Intra Frequency Reselection Indication (IFRI) is a network-controlled mobility feature introduced in 5G New Radio (NR) to optimize idle and inactive mode mobility. It operates within the Radio Resource Control (RRC) protocol layer, specifically in system information blocks (SIBs) like SIB2 and SIB4, and in dedicated RRC signaling such as the RRCRelease message. The network broadcasts or unicasts an IFRI parameter, which is a boolean flag or an enumerated value, to instruct the User Equipment (UE) on whether it is allowed to perform cell reselection measurements and procedures on the current serving frequency. When IFRI is set to a restrictive state (e.g., 'not allowed'), the UE is mandated to camp on the current cell without attempting intra-frequency reselection, even if measurement rules like the S-criterion are met. This overrides the UE's autonomous cell reselection algorithm, which traditionally relies solely on measured reference signal received power (RSRP) or quality (RSRQ) compared to broadcast thresholds.

The primary architectural role of IFRI is within the Radio Access Network (RAN), governed by the gNB. The gNB's Radio Resource Management (RRM) function evaluates network conditions—such as load balancing requirements, cell stability, or the presence of ultra-reliable low-latency communication (URLLC) slices—to decide when to apply IFRI. The indication is then embedded in the relevant RRC message's mobility control information field. Upon receiving IFRI, the UE's RRC entity interprets the command and configures the lower layers (Layer 1 and Layer 2) accordingly, potentially disabling intra-frequency measurement gaps or ignoring intra-frequency neighbor cell lists. This ensures the UE remains anchored to a specific cell, which is crucial for maintaining session continuity for certain services or for network planning purposes.

IFRI's operation is tightly integrated with other mobility mechanisms like cell barring and cell reservation. While cell barring completely prohibits access, IFRI is more granular, selectively restricting reselection while still allowing normal camped procedures. It works in conjunction with inter-frequency and inter-RAT reselection controls, allowing the network to steer traffic precisely. For example, in a scenario with a macro cell and underlying small cells on the same frequency, the network might use IFRI to prevent UEs from ping-ponging between small cells, thereby reducing RRC connection re-establishment requests and conserving UE battery life. The feature is a key enabler for enhanced network-controlled mobility, shifting from reactive, measurement-based decisions to proactive, policy-driven network management.

Purpose & Motivation

IFRI was created to address the limitations of purely measurement-driven cell reselection in 5G networks, which can lead to suboptimal mobility performance. In earlier 3GPP releases (pre-Rel-17), UEs in RRC_IDLE or RRC_INACTIVE states autonomously decided to reselect to a better intra-frequency cell based on broadcast parameters like Qrxlevmin and Sintrasearch. This decentralized approach, while simple, often resulted in excessive reselections (ping-pong) in dense urban or heterogeneous network layouts, causing increased signaling load, higher battery consumption, and potential service interruptions. The network had limited direct control to stabilize cell boundaries or prioritize certain cells for specific traffic types.

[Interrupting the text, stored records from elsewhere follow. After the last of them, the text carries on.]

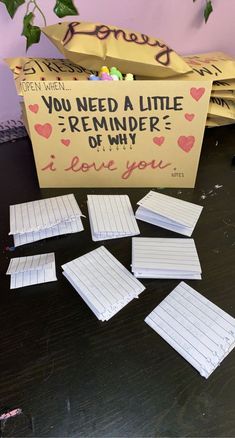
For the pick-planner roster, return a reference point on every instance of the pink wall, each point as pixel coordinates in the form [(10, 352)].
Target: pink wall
[(179, 23)]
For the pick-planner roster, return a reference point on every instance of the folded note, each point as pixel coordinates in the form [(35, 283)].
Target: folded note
[(168, 212), (195, 327), (103, 282), (111, 217), (26, 271), (36, 220), (154, 257)]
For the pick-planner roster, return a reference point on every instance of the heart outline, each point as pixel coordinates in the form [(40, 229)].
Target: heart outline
[(159, 140), (186, 142), (65, 141), (43, 130), (189, 116), (197, 93)]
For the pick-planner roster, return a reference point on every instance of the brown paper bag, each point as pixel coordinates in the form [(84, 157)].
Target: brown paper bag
[(214, 66), (222, 108), (93, 45), (45, 69)]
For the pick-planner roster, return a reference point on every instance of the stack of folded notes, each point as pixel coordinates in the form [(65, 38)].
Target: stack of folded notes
[(195, 327), (103, 282), (36, 220), (168, 212), (26, 271), (154, 257), (111, 217)]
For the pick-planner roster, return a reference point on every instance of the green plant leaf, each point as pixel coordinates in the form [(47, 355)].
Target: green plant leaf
[(65, 7), (208, 9), (12, 6), (32, 33)]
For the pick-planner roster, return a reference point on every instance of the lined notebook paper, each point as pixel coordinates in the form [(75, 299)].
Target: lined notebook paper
[(103, 282), (168, 212), (111, 216), (26, 271), (36, 220), (154, 257), (195, 327)]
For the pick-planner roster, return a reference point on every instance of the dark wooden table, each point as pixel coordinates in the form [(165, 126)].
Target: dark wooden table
[(74, 376)]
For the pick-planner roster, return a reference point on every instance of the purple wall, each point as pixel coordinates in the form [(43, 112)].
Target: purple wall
[(179, 23)]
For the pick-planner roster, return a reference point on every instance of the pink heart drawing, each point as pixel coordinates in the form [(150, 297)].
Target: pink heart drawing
[(43, 130), (197, 93), (158, 140), (193, 62), (65, 141), (189, 117), (34, 108), (186, 143)]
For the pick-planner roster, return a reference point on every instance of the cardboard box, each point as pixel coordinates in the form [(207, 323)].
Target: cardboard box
[(116, 133)]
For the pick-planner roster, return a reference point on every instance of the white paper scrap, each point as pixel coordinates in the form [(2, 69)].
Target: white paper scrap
[(154, 257), (169, 212), (26, 271), (68, 227), (195, 327), (111, 217), (36, 220), (103, 282)]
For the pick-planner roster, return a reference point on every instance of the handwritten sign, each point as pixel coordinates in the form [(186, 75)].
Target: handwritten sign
[(116, 134)]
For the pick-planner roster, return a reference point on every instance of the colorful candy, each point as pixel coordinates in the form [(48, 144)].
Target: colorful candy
[(94, 78), (105, 77), (129, 77), (104, 69), (115, 72)]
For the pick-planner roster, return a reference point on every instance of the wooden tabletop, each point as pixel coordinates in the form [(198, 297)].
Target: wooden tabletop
[(74, 376)]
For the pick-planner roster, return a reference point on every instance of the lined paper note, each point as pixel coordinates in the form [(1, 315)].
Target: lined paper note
[(36, 220), (154, 257), (68, 227), (195, 327), (111, 216), (168, 212), (30, 270), (103, 282)]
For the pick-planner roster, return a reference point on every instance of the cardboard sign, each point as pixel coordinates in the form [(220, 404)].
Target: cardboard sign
[(116, 134)]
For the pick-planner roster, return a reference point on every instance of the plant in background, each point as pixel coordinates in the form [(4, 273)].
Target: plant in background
[(32, 33), (62, 8), (207, 9)]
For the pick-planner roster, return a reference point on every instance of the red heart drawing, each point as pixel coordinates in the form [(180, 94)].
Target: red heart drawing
[(158, 140), (197, 93), (189, 117), (65, 141), (34, 108), (186, 143), (43, 130)]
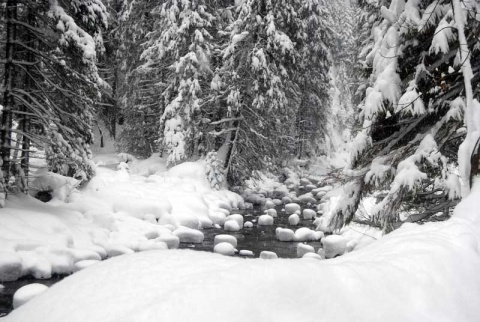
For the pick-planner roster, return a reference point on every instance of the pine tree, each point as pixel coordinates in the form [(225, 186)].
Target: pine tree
[(50, 82), (259, 86), (139, 96), (413, 112)]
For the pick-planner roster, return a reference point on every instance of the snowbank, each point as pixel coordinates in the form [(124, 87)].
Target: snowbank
[(117, 212), (417, 273)]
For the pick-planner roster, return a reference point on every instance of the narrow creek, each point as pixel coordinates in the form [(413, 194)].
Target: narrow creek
[(256, 239)]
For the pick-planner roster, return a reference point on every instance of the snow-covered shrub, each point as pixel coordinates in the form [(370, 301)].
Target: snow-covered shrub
[(214, 171)]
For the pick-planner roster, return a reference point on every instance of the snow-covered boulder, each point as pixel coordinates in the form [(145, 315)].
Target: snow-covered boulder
[(286, 200), (272, 212), (293, 219), (302, 249), (265, 220), (290, 208), (232, 225), (238, 218), (225, 239), (309, 214), (26, 293), (78, 266), (277, 202), (224, 249), (268, 255), (269, 204), (334, 245), (245, 252), (248, 224), (306, 198), (10, 266), (306, 234), (312, 256), (189, 235), (284, 234)]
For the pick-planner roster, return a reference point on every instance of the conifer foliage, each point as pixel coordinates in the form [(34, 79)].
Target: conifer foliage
[(424, 69), (50, 83)]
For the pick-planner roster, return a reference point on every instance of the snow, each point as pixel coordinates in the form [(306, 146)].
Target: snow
[(265, 220), (285, 234), (293, 219), (291, 208), (232, 225), (309, 214), (116, 213), (334, 245), (268, 255), (420, 272), (189, 235), (303, 249), (224, 249), (225, 239), (26, 293), (272, 213), (245, 252)]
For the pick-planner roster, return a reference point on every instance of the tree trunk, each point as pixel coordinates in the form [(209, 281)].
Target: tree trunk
[(29, 84), (8, 100)]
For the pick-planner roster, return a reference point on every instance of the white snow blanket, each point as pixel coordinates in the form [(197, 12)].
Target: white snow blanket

The introduction of IFRI in Rel-17 provides the network with explicit signaling to override UE autonomy for intra-frequency reselection. This solves problems related to mobility robustness, especially for services requiring consistent cell attachment, such as those using network slicing for industrial IoT or vehicular communications. By preventing unnecessary reselections, IFRI reduces the number of RRC state transitions and location update procedures, thereby decreasing core network signaling overhead. It also allows operators to implement more sophisticated traffic steering and load balancing policies, ensuring that UEs remain on cells that are optimally configured for their subscribed services or network slice instances.